From €5.63 to €18.2 million
EWR Innovation Park Ltd in 2016 bought a 1.45-hectare site in Dublin’s Docklands from the Bolton Trust for €5.63 million. The company, led by Edward McHugh, had plans to demolish an industrial park at the site and construct a strategic housing development (SHD) in its place.
The trust that sold EWR the site is a nonprofit established in 1987 by DIT (now Technological University Dublin) staff in 1987 that focuses on, in its own words, “Breaking the barriers to enterprise growth.”
In its 2017 accounts filed with the CRO, the Bolton Trust acknowledged the reason for the sale of what it called its “main asset”.
“The company had debts of €3.66 million that had fallen due and was required by its lenders to sell the property to repay this loan,” read the accounts.
EWR finally sought from ABP planning permission for its SHD in October 2019. As previously reported by The Ditch, the company simultaneously sought permission for its unlawful use of units at the same site.

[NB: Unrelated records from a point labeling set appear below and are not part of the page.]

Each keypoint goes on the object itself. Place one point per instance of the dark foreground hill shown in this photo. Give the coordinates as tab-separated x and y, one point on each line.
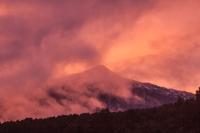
180	117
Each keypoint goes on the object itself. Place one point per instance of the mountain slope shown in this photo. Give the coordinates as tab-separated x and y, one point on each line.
101	88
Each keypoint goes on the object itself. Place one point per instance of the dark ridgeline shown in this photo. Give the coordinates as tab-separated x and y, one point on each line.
180	117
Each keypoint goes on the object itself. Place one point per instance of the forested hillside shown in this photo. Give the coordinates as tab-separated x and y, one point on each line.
181	117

As part of its application for this SHD, EWR was required to provide a number of social housing units that were to be sold to DCC. This requirement is under the terms of part V of the Planning and Development Act 2000.

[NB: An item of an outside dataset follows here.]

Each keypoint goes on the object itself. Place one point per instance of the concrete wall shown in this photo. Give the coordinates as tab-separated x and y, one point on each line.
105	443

In her report ABP senior planning inspector Fiona Fair noted that EWR had engaged with DCC about its responsibilities under the act. To this end EWR was proposing to build and sell to the council 34 social housing units, comprising 20 one-bed and 14 two-bed apartments.
The units that were to be sold to DCC as part of EWR’s obligations under part V were to be sold at cost plus a small profit.
The higher the land costs a developer claims for units like these, the higher the price these developers can then charge councils.
‘I have no issue with the proposal’ – ABP planning inspector
EWR claimed in its application to ABP – using a single line, without supporting evidence – that land costs for the social units was €1,631,244.
Though EWR had bought the site for €5.63 million, this new valuation would’ve put the full site’s value at €18.2 million.
If EWR had used the figure it purchased the site for – €5.63 million – the land costs would’ve been €493,000. The developer’s increased valuation would’ve resulted in an extra €1.1 million in costs to DCC.
ABP planning inspector Fair raised no objection.
“The housing section of the council has confirmed that the applicant has engaged with Dublin city Council in relation to compliance with part V. I note the part V details submitted, together with the report of the chief executive of the planning authority. I have no issue with the proposal in this regard,” she wrote in her report
EWR was successful in its application for what was to be a 367-unit SHD, with ABP board members Paul Hyde, Michelle Fagan and Terry Prendergast approving the application.
However a tenant in the industrial park, Atlantic Diamond Ltd, took a judicial review against the decision and a High Court ruling from justice Richard Humphreys stopped the development.
In his judgment Humphreys accused ABP of “a certain laxity in scrutiny, involving in effect the cutting and pasting of the developer’s materials, without adequate critical interrogation”.
ABP and Edward McHugh didn’t respond to requests for comment.